Bag of words BOW (bag of words) and matlab programming

Recently bag of words to use, so contact with it, just turn the speaker Bo learn about.
After certainly be modified again, and so ran through the data and add new content.
Original 1: visual bag of words model BOW study notes matlab programming and
original 2: BOW principles and code analysis
Reference 1: visual words bags technical presentations
Reference 2: understand the bag of words model

text

BoW model profile

Bag of words used in the model is initially text categorization, documents represented as feature vectors. The basic idea is to assume that a text, ignoring its word order and grammar, syntax, just think of it as a collection of words, and every word of the text is independent. It simply is speaking both as a bag each document (because there are filled with words, so called word bags, Bag of words that is the consequent), and then look at the sack are what terms, will its classification. If the document in such words more and more pigs, horses, cattle, sheep, the valley, the land, tractors, and less words such as banks, building, car, park, we tend to judge it is a document depicting the countryside, rather than describing the town. For example, the following two documents:

Column 1
文档一:Bob likes to play basketball, Jim likes too.
Column 2
文档二:Bob also likes to play football games.
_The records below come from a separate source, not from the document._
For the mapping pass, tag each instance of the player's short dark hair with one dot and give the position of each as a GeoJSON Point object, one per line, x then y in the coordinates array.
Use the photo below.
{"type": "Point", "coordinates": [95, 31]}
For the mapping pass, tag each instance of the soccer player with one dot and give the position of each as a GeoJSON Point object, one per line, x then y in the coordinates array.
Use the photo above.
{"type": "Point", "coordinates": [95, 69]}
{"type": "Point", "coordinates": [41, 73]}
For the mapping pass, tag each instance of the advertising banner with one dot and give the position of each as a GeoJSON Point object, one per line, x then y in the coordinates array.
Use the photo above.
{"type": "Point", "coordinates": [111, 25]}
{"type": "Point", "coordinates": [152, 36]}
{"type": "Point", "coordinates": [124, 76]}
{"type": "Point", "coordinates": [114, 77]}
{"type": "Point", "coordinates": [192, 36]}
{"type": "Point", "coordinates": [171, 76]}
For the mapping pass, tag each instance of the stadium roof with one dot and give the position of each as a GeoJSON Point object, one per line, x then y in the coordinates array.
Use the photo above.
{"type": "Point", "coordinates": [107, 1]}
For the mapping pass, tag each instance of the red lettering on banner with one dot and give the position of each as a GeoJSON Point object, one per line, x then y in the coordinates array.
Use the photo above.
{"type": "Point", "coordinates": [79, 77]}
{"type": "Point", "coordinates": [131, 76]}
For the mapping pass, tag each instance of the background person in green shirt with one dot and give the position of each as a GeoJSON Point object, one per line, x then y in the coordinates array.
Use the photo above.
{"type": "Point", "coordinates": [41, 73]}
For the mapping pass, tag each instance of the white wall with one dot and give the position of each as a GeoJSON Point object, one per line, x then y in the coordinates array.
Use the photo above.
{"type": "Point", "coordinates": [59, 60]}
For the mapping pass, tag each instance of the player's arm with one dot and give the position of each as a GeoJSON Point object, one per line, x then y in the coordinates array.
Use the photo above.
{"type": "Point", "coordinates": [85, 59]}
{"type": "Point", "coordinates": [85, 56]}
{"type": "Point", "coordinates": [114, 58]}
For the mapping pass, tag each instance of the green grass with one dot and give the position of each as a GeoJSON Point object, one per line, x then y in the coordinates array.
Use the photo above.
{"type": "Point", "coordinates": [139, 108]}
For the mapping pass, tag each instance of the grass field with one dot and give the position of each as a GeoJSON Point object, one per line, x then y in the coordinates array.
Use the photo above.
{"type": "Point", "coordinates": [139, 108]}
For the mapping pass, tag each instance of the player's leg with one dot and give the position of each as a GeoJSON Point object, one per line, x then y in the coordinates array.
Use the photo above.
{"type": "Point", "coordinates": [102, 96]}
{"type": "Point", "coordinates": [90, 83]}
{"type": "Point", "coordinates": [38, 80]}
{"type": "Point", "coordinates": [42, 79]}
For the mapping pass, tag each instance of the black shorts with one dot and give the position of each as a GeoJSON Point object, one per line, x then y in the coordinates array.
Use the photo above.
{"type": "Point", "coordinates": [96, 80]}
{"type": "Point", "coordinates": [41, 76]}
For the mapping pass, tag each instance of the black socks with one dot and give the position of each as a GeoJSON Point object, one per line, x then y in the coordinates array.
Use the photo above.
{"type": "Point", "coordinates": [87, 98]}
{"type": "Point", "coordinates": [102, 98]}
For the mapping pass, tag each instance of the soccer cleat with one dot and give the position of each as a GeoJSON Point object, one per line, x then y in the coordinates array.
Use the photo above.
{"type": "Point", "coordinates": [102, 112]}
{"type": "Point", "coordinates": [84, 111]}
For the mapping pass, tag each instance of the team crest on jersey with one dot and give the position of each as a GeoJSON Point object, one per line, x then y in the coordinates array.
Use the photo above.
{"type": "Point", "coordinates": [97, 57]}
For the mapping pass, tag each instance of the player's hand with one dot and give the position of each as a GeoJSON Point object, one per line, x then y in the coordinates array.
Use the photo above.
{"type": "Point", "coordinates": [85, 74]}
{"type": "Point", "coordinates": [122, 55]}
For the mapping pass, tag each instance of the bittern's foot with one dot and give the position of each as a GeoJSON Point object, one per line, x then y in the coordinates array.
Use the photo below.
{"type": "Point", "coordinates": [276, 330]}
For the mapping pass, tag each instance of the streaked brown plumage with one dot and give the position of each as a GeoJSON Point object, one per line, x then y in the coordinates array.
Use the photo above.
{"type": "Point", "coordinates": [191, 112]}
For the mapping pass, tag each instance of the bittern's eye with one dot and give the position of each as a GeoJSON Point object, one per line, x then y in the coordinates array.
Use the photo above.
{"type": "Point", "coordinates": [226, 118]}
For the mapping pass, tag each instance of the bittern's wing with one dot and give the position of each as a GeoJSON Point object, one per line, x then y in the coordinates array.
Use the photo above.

Based on these two text documents, construct a dictionary:

Column 1
Dictionary = {1:”Bob”, 2. “like”, 3. “to”, 4. “play”, 5. “basketball”, 6. “also”, 7. “football”,8. “games”, 9. “Jim”, 10. “too”}。

The dictionary contains a total of 10 different words, using the dictionary index number, the above two documents may each represented by a 10-dimensional vector (integer numbers 0 ~ n (n is a positive integer) a word in the document the number of occurrences):

 1:[1, 2, 1, 1, 1, 0, 0, 0, 1, 1]

 2:[1, 1, 1, 1 ,0, 1, 1, 1, 0, 0]

Each element in the vector represents the number of dictionary related elements appear in the document (hereinafter, will use the word histogram). However, the document can be seen in the process of constructing vectors, we do not express order of the words that appear in the original sentence (which is this Bag-of-words model of one of the shortcomings, but have fundamental even here it does not matter).

Why BOW model to describe the image

Although described SIFT features can be an image, but each is 128 SIFT dimensional vector, and an image typically include hundreds or thousands SIFT vectors, when performing the similarity calculation, the calculation is very large ,
common practice is to use a clustering algorithm clusters such vector data, and then a cluster of a cluster representative of visual word BOW in the SIFT vector map with a visual image to generate a code word sequence present, so each image will be described with only one codebook vector, so that when calculating the similarity efficiency is greatly improved.

Construction codebook step BOW

1, assuming that there are M training set images, preprocessing the training image set. Including image enhancement, segmentation, image unified format, a unified standard, and so on.

2, extracted SIFT features. For each image extracted SIFT features (SIFT how many of each image feature extraction uncertain). Each SIFT feature with a 128-dimensional descriptor vector representation, M is assumed that images of the N total extracted SIFT features.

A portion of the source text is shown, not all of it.